In a whirlwind mix of comedy and theory, the final of the German science slam saw seven scientists present their research in front of a sold out crowd. It's proof science can be fun.
Science slams in Germany are turning into cult events.
A thousand people - many of whom had travelled from all over the country for the event - crammed into a hall on the weekend for the sold out science slam final.
But despite the science factor, geeks were few and far between.
Dressed in hoodies and nursing bottles of beer, the crowd was more what you would expect from an indie music concert, rather than a series of scientific presentations. But making science interesting to a wider audience is what science slams are all about.
"Science slam is a new way to communicate science," says Anja Brockert, a journalist at SWR radio who co-organized the German final held in Karlsruhe on Friday, November 2, 2012.
"The information should be funny [and] you should present your research project in a way that the audience understands even though it maybe complicated."
Anyone of any age can take part in a science slam.
The event really only has two rules. First, the participants have to present their own research and second, they only have a limited amount of time, usually ten minutes, for their talk and power point presentation. The audience then votes on who they think is the best.
The German final saw seven scientists, including a sociologist, a physicist and a biologist, battle it out for the title of Master of Slam.
Topics ranged from the taxonomy of lizards in the Panamanian rain forest to what factors influenced the verdicts of judges in German employment tribunals.
The research themes might sound dry, but the audience was in constant bales of laughter at the wordplays and jokes made up on stage.
Fast-talking neuroscientist Henning Beck earned first place for his presentation of his research on how helper cells in the brain support the communication of nerve cells. The 28 year old, who has just finished his PhD, says science slams are "awesome."
"It's incredible to stand on stage and give all the scientific content which is normally so difficult to communicate," he said after the event.
For Henning Beck, the science slam is a first step in forcing scientist to come out of their ivory towers.
"Every scientist needs to be able to communicate what he is doing," says Beck. "We are doing our research for the people."
Communication is king
Engineer Peter Westerhoff came second with his talk on hi-tech implants, such as artificial hips for instance, which are fitted with added instrumentation to measure the loads on joints.
Westerhoff says he likes being up on stage, but that it is only part of the attraction of the science slam.
"I also enjoy listening to the other competitors from totally different disciplines and I learn things that I would never take a scientific paper about, say politics, or molecular chemistry," says Westerhoff.
And the audience was pretty taken with the event too.
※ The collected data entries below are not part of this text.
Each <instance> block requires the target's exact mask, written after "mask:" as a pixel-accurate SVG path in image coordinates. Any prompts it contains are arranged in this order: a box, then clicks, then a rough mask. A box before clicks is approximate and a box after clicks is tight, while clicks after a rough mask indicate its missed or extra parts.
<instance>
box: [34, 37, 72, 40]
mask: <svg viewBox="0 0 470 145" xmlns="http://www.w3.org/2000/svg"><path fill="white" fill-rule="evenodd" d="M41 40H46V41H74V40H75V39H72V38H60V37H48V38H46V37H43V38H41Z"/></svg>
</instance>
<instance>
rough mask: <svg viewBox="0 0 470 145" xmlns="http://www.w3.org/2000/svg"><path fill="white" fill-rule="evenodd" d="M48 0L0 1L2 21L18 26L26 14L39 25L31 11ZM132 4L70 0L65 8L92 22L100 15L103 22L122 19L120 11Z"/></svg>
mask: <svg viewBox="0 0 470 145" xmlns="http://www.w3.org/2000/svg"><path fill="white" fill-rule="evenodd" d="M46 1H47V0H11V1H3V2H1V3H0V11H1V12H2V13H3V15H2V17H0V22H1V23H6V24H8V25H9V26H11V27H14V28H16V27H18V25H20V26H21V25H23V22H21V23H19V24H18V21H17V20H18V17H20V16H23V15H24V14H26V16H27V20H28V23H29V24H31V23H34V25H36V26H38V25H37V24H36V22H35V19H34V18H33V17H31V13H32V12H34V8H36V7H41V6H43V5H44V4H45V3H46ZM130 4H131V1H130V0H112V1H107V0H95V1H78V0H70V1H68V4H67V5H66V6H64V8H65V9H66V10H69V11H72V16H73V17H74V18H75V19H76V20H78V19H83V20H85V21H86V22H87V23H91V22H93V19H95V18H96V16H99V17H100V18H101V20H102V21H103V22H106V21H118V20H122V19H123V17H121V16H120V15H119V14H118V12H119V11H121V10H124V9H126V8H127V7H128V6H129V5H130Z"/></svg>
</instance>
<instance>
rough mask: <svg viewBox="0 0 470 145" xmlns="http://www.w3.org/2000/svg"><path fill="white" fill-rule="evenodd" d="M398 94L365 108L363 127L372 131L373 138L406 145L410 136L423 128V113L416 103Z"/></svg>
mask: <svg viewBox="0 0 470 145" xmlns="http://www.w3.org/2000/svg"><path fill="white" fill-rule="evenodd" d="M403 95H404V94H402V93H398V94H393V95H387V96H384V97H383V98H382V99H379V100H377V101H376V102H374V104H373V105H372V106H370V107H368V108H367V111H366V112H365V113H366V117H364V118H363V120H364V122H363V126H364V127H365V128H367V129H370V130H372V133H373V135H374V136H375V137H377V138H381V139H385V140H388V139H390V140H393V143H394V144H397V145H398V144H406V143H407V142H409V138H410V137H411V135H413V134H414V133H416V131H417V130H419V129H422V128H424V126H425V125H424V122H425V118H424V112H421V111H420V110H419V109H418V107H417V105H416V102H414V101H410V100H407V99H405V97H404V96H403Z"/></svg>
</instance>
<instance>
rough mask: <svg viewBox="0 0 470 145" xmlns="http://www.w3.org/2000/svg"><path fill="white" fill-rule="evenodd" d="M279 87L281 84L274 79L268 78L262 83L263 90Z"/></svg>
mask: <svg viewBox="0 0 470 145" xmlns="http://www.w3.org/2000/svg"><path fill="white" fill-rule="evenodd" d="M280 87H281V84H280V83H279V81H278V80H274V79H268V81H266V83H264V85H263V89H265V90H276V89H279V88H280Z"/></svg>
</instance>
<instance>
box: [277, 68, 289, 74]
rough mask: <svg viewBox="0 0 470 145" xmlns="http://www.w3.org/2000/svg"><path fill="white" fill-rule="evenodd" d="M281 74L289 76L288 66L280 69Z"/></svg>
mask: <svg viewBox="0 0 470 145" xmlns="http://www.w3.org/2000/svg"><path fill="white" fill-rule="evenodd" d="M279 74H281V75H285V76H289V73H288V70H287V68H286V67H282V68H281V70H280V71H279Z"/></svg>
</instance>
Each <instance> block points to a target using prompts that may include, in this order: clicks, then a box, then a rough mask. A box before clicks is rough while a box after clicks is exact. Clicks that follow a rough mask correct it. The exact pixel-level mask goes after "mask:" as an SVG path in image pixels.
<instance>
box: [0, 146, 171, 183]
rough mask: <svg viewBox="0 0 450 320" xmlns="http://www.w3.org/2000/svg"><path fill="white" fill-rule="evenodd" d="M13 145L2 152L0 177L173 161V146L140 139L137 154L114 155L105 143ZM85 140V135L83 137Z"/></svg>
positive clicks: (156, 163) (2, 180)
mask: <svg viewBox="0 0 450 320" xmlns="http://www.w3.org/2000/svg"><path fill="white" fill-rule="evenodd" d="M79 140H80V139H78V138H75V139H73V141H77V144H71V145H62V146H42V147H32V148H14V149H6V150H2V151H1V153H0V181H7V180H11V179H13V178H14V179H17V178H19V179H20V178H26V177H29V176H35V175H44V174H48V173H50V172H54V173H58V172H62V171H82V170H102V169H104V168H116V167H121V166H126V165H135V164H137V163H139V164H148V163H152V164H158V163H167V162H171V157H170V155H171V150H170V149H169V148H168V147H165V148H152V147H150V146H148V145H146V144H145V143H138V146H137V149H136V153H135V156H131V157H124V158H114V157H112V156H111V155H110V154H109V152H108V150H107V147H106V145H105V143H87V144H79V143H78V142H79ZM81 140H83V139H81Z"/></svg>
Many had travelled from all over Germany for the fast-paced tournament.
"When you normally go to university and attend a lesson, it's kind of boring, and not much of a show, but here [science] is presented in a totally different light, so I really appreciate that," said a young woman at the event.
The idea of the science slam has spread from Germany where it started around eight years ago to many other countries, such as Finland, Switzerland, Serbia and even India and Turkey.